‘Islam and North America’: Loving Our Muslim Neighbors [Book Review]

Take a look around you. Chances are, you’ve recently seen a woman in a hijab shopping in the grocery store, a Muslim family picnicking in a nearby park, or noticed a mosque across town. As of 2015, there were 1.8 billion Muslims in the world and 3.3 million Muslims living in the United States. These numbers are expected to rise in the next decade (20, 28). Consequently, the need for mission-minded Christians to consider how to reach their Muslim friends only grows more urgent.

Into this milieu, Micah Fries and Keith Whitfield’s 175-page edited volume Islam and North America (B&H, available November 1) aims to prepare “the church to know and love our Muslim friends and neighbors, and to help you learn how to personally declare and display the gospel of Jesus to them” (xvii). There is always more work to be done to prepare the church for its mission, but this little book does its part to help.

While the intended audience for this volume is Christians in North America, it’s also helpful for Christians serving overseas. I think Islam and North America offers four unique opportunities to Christians who are taking the gospel to Muslims—both in America and around the globe.
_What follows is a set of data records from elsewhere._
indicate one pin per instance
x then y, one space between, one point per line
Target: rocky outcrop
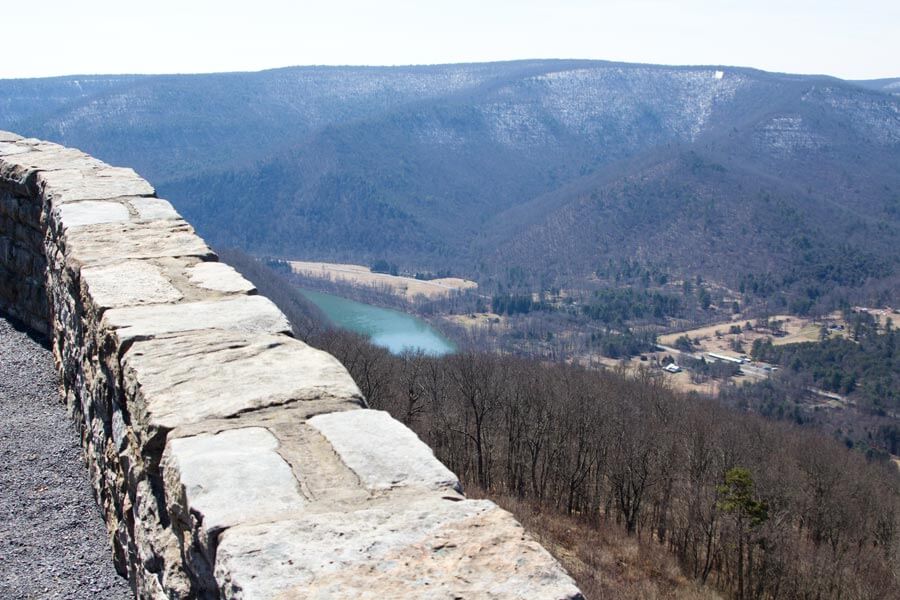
229 459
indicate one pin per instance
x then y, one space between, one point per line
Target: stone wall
230 460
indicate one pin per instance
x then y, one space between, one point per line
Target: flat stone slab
232 477
102 183
247 314
92 212
431 548
127 284
117 241
207 374
219 277
24 167
382 452
154 209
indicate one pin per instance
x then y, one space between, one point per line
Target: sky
857 39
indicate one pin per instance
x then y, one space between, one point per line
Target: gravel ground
52 538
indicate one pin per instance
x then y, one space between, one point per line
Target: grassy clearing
408 287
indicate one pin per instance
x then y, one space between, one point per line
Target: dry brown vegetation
408 287
743 506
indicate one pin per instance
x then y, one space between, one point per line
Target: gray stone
232 477
214 374
154 209
10 149
111 242
93 184
90 212
128 283
248 314
219 277
8 136
429 548
382 452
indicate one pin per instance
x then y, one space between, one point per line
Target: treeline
618 305
754 508
866 366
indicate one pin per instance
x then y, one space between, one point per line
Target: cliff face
230 459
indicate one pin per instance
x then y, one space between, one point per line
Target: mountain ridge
456 166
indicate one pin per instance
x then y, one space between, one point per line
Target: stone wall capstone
229 459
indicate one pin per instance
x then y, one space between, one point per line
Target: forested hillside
785 185
640 490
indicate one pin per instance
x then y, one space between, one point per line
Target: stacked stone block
230 460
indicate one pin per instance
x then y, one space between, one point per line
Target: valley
652 302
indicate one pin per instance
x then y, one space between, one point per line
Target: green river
391 329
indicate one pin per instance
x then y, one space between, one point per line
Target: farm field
408 287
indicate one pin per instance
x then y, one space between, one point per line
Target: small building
723 358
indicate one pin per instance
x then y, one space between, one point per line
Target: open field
679 381
718 338
475 320
400 285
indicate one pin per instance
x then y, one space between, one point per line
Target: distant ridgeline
784 186
229 459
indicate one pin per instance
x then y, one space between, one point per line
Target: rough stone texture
219 276
229 460
53 543
383 453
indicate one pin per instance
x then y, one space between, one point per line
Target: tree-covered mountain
559 167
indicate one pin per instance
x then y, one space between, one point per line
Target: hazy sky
850 39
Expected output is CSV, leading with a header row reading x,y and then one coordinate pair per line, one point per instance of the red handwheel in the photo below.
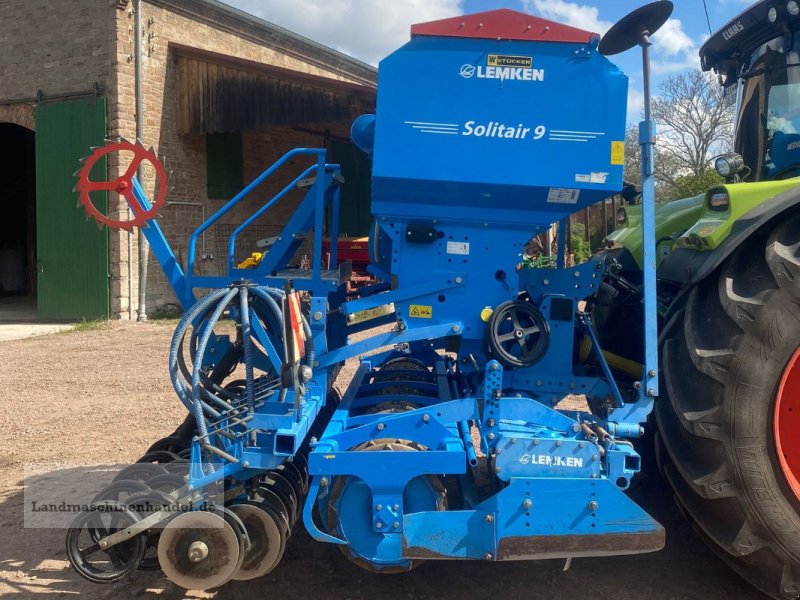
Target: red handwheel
x,y
123,185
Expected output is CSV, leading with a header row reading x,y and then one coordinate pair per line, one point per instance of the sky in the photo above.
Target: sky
x,y
371,29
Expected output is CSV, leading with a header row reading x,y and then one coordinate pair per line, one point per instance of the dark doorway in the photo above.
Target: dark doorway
x,y
18,221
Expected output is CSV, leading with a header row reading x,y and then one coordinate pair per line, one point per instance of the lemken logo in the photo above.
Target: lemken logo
x,y
504,68
501,60
733,30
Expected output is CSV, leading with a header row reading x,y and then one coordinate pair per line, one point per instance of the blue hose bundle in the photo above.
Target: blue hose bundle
x,y
202,394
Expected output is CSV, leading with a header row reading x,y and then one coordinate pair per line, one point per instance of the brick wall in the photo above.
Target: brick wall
x,y
55,47
67,46
185,156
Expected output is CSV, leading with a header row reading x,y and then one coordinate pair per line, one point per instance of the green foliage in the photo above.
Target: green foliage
x,y
687,186
581,249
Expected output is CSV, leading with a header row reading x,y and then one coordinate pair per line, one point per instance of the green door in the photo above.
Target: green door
x,y
355,219
72,253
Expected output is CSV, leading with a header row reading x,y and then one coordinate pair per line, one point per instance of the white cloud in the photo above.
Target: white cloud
x,y
671,39
689,61
569,13
365,29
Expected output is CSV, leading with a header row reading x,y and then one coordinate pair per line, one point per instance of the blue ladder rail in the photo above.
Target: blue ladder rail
x,y
310,213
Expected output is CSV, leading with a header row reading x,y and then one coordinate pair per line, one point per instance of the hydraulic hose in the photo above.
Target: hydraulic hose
x,y
197,405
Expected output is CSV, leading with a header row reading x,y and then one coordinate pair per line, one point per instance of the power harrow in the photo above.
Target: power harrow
x,y
474,427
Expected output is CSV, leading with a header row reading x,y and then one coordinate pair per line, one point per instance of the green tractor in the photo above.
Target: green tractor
x,y
728,420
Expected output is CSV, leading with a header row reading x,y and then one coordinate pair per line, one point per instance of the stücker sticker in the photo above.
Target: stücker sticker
x,y
617,153
420,311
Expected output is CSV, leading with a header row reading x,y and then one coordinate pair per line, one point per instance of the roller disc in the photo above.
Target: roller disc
x,y
284,491
232,519
267,496
293,476
170,443
199,550
300,461
145,504
159,457
350,510
120,490
139,471
267,540
178,467
83,548
166,483
294,500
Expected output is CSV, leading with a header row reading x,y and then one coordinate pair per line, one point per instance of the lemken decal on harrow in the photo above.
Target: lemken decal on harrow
x,y
450,442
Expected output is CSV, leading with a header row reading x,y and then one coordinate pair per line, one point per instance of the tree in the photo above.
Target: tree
x,y
695,122
687,186
665,166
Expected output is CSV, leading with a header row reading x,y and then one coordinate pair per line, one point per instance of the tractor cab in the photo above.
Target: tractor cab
x,y
759,52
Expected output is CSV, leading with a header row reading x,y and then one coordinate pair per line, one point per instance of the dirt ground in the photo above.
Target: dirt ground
x,y
102,396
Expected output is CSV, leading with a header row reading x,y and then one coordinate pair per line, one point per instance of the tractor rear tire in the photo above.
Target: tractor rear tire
x,y
727,347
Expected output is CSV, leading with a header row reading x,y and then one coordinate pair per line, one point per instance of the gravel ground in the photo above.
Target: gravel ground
x,y
102,396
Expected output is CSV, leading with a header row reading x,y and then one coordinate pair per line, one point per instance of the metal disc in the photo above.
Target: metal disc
x,y
119,490
301,462
198,532
170,443
267,541
284,491
145,504
627,32
294,500
266,496
83,548
140,471
290,472
159,457
232,519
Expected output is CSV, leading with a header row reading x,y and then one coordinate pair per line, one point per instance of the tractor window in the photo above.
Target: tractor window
x,y
768,124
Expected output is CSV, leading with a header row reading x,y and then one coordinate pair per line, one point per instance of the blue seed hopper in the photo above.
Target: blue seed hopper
x,y
484,421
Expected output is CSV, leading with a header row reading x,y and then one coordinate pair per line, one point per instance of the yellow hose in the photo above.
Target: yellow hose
x,y
619,363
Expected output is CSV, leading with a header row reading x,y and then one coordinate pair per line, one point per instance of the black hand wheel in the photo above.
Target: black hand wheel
x,y
517,334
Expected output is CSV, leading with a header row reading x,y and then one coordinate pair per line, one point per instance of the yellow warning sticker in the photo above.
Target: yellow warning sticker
x,y
420,311
617,153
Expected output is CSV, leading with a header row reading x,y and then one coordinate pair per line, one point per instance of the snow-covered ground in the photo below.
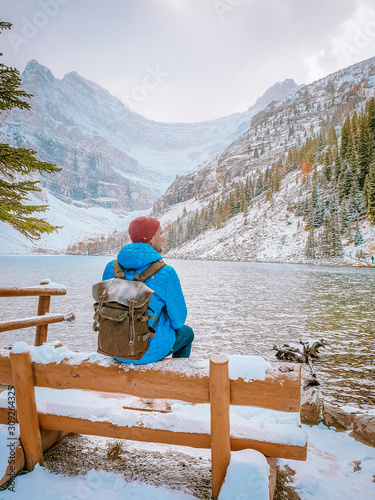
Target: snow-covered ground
x,y
337,466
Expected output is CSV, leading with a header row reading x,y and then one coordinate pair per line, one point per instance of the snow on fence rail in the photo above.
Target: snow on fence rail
x,y
44,291
278,389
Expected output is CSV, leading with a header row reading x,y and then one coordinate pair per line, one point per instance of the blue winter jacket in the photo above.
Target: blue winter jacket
x,y
167,288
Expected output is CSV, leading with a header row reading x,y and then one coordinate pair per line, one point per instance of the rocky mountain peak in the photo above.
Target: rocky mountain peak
x,y
277,92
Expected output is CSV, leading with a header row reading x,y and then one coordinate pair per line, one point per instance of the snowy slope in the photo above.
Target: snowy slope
x,y
270,231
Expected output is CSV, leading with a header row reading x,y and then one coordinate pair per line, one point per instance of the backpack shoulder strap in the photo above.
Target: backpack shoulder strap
x,y
150,271
118,270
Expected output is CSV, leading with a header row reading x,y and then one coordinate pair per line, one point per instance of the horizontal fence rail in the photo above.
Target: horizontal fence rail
x,y
44,291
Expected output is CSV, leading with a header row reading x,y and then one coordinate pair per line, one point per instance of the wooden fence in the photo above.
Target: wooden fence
x,y
43,317
280,390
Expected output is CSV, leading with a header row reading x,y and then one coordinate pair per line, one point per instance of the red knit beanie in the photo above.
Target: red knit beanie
x,y
142,229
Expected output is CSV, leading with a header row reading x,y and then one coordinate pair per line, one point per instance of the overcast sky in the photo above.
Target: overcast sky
x,y
189,60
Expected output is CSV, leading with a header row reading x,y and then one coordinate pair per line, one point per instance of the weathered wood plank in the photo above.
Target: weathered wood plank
x,y
26,408
134,433
16,324
149,383
220,428
6,376
30,292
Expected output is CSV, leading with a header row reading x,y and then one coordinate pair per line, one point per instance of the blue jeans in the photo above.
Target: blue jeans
x,y
182,346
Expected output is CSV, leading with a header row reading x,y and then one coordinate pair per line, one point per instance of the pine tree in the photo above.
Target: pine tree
x,y
357,238
310,249
370,192
15,163
364,151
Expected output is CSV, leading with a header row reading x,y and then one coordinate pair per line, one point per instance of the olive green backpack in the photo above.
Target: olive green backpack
x,y
122,313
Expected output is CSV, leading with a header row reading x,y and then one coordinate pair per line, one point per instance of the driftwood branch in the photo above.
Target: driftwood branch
x,y
305,354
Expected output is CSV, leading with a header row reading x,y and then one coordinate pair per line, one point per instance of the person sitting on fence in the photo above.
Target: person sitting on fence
x,y
172,336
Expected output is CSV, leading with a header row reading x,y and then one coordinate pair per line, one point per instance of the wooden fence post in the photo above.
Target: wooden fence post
x,y
43,308
26,408
220,427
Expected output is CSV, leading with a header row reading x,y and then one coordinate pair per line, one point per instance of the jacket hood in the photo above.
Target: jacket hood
x,y
137,255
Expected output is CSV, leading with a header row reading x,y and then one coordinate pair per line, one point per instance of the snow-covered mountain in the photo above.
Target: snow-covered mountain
x,y
112,158
271,229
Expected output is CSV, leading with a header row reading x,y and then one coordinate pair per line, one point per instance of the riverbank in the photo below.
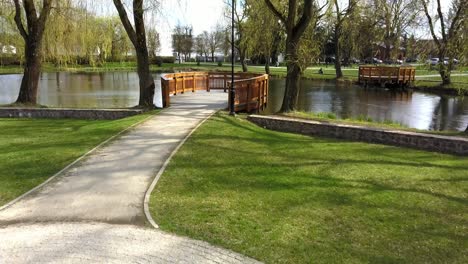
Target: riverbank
x,y
286,198
431,83
367,122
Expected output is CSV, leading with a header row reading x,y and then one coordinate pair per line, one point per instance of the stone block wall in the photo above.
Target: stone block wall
x,y
444,144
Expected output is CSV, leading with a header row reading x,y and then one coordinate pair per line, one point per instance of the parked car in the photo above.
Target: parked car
x,y
330,59
433,61
355,61
446,60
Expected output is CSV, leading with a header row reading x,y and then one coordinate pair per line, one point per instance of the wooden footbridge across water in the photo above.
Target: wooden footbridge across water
x,y
402,76
251,90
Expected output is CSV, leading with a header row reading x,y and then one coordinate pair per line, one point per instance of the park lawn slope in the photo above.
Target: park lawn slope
x,y
286,198
35,149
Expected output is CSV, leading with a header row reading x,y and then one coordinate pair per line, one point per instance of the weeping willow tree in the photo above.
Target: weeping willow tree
x,y
137,34
262,31
76,35
295,16
11,42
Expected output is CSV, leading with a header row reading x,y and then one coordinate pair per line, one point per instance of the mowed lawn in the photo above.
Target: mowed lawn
x,y
32,150
285,198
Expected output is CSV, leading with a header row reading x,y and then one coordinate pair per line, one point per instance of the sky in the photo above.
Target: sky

The Opportunity for Self-Reflection

What do you get when you take an American Christian out of America? An American Christian. That’s not a bad thing either. All humans—including missionaries—are culturally located and culturally influenced. Even as missionaries are formed in new ways by a new culture, they carry with them the formative heritage of their home culture.

In the case of American Christians and Islam, our home culture may have laden us with baggage that travels with us to our new contexts. Islam and North America lovingly offers the opportunity to address some of those concerns, discussing topics like religious liberty, Muslim holy war, and sharia law.

Sometimes it can be difficult for missionaries to recognize the cultural baggage they carry with them, but as a wise missionary once told me, “You’ll be defined as much by what you put down as what you pick up.” This book helps American missionaries consider—and perhaps correct—some of the lingering questions and concerns they may have about their Muslim neighbors.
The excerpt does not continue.